Chairman of Feet ‘N’ Tricks International Valentine Ozigbo, in a press statement on Monday, July 6, 2020, revealed that the telecommunications giant will be the headline sponsor of the freestyle football championship whose finale will hold on July 19, 2020.

“We are excited to welcome our returning sponsor, MTN, in this year’s championship which we are hosting in unusual and difficult times for many around the world,” said Ozigbo, who is also the immediate past President and Group CEO of Transcorp Plc.

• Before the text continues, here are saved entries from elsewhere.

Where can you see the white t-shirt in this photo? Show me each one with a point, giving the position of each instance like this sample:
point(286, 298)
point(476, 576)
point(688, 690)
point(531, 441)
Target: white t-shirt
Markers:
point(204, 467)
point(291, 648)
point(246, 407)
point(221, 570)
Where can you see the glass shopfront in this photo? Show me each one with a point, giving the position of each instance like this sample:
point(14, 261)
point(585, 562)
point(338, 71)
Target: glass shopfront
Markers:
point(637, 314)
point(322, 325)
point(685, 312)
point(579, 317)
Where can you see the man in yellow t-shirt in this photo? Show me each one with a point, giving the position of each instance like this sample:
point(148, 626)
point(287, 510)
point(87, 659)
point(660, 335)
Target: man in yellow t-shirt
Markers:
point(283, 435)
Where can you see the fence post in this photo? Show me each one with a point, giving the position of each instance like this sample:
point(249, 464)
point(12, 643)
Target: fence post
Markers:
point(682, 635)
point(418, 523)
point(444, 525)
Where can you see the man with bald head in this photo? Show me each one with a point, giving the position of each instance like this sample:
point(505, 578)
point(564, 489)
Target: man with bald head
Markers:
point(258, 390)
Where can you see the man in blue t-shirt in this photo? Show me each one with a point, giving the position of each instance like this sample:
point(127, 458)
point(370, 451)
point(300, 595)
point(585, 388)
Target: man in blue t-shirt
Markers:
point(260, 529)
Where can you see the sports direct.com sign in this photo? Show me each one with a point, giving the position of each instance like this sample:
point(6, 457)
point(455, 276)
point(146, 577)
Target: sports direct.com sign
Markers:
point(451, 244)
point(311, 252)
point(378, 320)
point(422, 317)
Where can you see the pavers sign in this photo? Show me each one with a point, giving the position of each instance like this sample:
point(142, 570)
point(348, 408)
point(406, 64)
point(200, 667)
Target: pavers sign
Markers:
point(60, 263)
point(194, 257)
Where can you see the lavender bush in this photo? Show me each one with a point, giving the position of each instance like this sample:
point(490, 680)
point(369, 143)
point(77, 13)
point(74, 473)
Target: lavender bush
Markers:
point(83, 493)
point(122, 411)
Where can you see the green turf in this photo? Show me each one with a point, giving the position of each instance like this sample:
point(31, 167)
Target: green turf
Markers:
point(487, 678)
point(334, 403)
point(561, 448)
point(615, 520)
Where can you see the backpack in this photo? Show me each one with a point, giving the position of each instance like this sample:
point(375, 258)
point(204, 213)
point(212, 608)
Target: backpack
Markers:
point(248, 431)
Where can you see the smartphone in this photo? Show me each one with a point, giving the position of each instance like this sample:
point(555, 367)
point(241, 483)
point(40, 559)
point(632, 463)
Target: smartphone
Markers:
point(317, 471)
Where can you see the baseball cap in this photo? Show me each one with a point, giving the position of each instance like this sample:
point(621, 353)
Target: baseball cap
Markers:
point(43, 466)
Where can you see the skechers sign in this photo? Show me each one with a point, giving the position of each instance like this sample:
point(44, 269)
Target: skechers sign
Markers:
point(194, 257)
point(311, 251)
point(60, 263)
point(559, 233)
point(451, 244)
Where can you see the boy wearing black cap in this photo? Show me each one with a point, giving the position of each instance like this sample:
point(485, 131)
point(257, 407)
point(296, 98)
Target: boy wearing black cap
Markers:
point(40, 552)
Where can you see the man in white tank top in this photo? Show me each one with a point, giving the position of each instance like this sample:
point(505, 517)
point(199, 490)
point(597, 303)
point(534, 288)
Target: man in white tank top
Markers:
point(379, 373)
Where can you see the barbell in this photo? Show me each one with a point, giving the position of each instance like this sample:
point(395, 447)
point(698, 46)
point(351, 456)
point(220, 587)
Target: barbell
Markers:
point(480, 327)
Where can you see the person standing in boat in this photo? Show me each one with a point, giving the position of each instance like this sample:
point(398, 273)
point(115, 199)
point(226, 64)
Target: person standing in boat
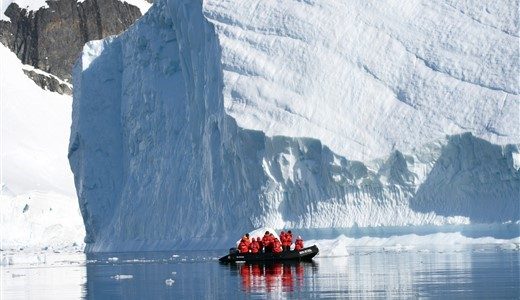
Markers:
point(260, 244)
point(298, 245)
point(286, 239)
point(277, 246)
point(243, 246)
point(254, 247)
point(266, 241)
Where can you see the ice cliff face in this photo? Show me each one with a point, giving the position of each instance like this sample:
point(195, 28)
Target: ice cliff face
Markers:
point(205, 120)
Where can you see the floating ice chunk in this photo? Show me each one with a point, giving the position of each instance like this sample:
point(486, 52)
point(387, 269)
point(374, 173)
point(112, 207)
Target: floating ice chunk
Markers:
point(169, 282)
point(122, 277)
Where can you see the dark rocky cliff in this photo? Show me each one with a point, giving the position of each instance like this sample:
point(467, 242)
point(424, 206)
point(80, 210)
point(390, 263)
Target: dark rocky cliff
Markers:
point(51, 39)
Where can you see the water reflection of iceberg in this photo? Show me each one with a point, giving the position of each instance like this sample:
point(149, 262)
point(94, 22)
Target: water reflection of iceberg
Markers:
point(274, 277)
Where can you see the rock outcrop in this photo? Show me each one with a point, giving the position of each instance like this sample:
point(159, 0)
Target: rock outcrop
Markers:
point(50, 39)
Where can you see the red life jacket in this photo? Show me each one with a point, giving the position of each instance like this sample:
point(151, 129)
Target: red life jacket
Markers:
point(277, 246)
point(287, 240)
point(298, 245)
point(243, 248)
point(265, 240)
point(254, 247)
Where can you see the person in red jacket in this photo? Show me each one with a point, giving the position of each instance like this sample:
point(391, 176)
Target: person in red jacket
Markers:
point(277, 246)
point(266, 241)
point(260, 244)
point(298, 245)
point(254, 247)
point(286, 240)
point(243, 247)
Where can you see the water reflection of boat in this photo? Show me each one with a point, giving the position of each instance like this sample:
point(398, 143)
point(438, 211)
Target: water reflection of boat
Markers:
point(272, 276)
point(305, 254)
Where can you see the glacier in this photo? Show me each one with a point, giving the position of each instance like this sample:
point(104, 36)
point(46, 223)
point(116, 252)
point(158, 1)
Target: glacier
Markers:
point(208, 119)
point(38, 204)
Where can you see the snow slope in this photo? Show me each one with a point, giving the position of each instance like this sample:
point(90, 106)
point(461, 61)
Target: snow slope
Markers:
point(204, 121)
point(38, 206)
point(368, 77)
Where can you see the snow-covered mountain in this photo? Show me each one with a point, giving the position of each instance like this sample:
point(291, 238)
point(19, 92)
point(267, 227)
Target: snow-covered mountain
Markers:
point(40, 40)
point(206, 120)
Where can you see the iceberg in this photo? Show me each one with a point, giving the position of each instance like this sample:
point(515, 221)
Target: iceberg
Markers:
point(206, 120)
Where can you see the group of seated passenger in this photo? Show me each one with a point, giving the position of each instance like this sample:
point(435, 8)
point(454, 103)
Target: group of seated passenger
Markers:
point(269, 243)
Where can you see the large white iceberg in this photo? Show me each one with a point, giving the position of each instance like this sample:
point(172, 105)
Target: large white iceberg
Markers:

Commenting on the sponsorship, Chief Marketing Officer, MTN Nigeria Rahul De said: “As a youth-focused company, Freestyle Football’s brand essence reflects what the MTN brand stands for – excellence and excitement wrapped into one solid platform.”

“Freestyle UNLOCKED Africa 2020 is a worthy platform for MTN to touch the lives of the future freestyle football stars on the continent of Africa. The sport embodies the beauty, diversity and fluidity of the African people and we are proud to partner with Feet ‘N’ Tricks International on this adventure,” De added.

This is the second time that MTN has sponsored the sporting event. The first was in 2018. Other sponsors of the championship are Valentine Chineto Ozigbo Foundation and Eko Disco.

Freestyle UNLOCKED Africa 2020 is the virtual version of the African Freestyle Championships organised by the sports promoter. The competition began in 2017 as the Nigerian Freestyle Football Championship. The following year, it became a continental sports event with over 18 countries participating in the finals in Lagos, Nigeria.

Feet ‘N’ Tricks International, which is hosting this competition in partnership with the World Freestyle Football Association (WFFA) also announced the judges for Freestyle Unlocked Africa 2020.

Daniel Wood, the co-founder of WFFA, informed that the judges are a panel of legendary freestyle footballers selected based on their expertise and vast experience in the sport spanning, cumulatively, several decades.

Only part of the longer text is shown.